This is usually obtained by the well known Wilson plot (Wilson, 1942[link]), according to which observed data are divided into ranges of [s^{2} = \sin^{2} \theta / \lambda^{2}] and averages of intensity [\langle I_{\bf h} \rangle] are taken in each shell. Reflection multiplicities and other effects of space-group symmetry on intensities must be taken into account when such averages are calculated. The shells are symmetrically overlapped in order to reduce statistical fluctuations and are restricted so that the number of reflections in each shell is reasonably large. For each shell [K \langle I \rangle = \langle |F|^{2} \rangle = \langle |F^{o}|^{2} \rangle \exp (- 2 Bs^{2}) \eqno(2.2.4.3)] should be obtained, where K is the scale factor needed to place X-ray intensities on the absolute scale, B is the overall thermal parameter and [\langle |F^{o}|^{2} \rangle] is the expected value of [|F|^{2}] in which it is assumed that all the atoms are at rest. [\langle |F^{o}|^{2} \rangle] depends upon the structural information that is available (see Section 2.2.4.1[link] for some examples).

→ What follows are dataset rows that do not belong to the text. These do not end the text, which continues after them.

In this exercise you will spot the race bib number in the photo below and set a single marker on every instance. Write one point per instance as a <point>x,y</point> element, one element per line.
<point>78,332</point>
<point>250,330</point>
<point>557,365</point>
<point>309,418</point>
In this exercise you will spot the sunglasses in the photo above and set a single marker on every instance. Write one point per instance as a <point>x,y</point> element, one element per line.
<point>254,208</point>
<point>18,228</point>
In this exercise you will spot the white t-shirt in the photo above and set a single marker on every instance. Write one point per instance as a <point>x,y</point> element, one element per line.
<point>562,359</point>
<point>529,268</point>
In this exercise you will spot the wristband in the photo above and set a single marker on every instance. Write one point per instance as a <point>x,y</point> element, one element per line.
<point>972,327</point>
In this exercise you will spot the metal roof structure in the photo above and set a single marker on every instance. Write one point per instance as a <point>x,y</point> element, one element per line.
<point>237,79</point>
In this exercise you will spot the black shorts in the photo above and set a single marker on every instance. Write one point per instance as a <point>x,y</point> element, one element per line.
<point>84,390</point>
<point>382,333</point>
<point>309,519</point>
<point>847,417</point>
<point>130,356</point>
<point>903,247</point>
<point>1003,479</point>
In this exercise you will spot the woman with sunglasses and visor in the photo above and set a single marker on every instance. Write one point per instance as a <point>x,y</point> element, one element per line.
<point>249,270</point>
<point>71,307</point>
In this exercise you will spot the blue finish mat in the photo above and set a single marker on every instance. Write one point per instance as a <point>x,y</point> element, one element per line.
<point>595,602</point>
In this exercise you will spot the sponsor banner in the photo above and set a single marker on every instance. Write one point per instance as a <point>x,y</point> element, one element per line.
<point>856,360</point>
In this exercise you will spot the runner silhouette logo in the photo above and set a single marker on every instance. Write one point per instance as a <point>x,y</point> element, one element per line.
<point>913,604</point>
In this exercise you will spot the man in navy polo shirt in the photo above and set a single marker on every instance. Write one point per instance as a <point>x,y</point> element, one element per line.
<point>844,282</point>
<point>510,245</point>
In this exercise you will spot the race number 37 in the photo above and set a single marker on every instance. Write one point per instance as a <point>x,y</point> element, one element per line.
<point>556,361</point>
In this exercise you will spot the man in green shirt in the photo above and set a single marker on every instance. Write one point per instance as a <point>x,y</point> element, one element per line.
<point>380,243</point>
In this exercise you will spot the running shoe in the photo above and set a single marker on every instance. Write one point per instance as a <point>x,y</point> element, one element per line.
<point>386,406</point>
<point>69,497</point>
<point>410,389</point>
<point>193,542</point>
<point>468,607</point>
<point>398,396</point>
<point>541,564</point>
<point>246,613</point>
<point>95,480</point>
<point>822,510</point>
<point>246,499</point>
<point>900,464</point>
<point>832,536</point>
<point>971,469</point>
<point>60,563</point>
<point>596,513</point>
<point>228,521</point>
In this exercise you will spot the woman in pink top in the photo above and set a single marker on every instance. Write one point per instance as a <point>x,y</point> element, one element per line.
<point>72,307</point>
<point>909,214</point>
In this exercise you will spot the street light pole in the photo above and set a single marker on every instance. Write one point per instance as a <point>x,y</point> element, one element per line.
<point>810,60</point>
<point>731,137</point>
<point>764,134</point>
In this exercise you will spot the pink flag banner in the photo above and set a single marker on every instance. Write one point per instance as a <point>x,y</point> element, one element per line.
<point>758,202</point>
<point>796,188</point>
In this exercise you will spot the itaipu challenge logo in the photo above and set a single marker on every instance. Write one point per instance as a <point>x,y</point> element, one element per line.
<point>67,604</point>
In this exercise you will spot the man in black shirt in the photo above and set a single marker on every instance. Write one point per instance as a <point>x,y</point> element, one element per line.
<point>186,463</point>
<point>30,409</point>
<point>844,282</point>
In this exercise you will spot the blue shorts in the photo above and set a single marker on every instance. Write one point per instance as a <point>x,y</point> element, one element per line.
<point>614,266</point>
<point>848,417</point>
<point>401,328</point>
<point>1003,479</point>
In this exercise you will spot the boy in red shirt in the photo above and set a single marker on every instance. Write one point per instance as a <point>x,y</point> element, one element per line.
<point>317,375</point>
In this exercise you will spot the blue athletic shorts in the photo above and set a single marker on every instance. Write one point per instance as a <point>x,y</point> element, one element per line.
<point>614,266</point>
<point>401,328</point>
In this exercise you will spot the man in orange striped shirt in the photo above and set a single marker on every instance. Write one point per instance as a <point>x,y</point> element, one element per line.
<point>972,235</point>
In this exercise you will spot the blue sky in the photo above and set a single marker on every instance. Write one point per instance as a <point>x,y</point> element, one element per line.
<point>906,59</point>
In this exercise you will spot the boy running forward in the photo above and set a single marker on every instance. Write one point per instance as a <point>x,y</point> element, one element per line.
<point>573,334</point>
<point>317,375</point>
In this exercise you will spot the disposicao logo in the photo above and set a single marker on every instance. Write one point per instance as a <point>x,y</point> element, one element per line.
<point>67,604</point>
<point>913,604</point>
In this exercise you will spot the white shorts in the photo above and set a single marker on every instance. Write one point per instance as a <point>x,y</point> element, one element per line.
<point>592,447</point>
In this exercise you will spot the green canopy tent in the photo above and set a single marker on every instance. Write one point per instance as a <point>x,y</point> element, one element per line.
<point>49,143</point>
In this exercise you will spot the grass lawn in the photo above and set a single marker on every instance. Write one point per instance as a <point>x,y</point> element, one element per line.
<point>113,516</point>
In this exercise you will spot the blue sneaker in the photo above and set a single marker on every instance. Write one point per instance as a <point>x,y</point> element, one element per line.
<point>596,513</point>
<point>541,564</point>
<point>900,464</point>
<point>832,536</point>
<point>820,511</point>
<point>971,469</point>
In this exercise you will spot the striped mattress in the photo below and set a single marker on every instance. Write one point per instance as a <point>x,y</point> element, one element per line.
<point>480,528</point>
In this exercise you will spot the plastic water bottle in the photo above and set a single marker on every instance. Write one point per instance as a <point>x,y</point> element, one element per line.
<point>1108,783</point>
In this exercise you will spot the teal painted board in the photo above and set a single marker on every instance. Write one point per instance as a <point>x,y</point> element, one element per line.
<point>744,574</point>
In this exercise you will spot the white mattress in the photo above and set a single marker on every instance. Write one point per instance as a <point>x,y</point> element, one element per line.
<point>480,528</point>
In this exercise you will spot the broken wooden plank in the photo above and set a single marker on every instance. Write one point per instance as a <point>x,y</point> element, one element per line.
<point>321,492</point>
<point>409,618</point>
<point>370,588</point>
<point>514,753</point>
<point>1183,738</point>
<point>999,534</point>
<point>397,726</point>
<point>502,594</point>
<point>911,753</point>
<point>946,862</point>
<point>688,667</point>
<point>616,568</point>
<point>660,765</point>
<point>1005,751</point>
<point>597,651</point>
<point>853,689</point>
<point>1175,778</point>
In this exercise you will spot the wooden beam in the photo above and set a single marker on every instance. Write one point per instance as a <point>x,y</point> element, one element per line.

Equation (2.2.4.3)[link] may be rewritten as [\ln \left\{{\langle I \rangle\over \langle |F^{o}|^{2} \rangle}\right\} = - \ln K - 2Bs^{2},] which plotted at various [s^{2}] should be a straight line of which the slope (2B) and intercept (ln K) on the logarithmic axis can be obtained by applying a linear least-squares procedure.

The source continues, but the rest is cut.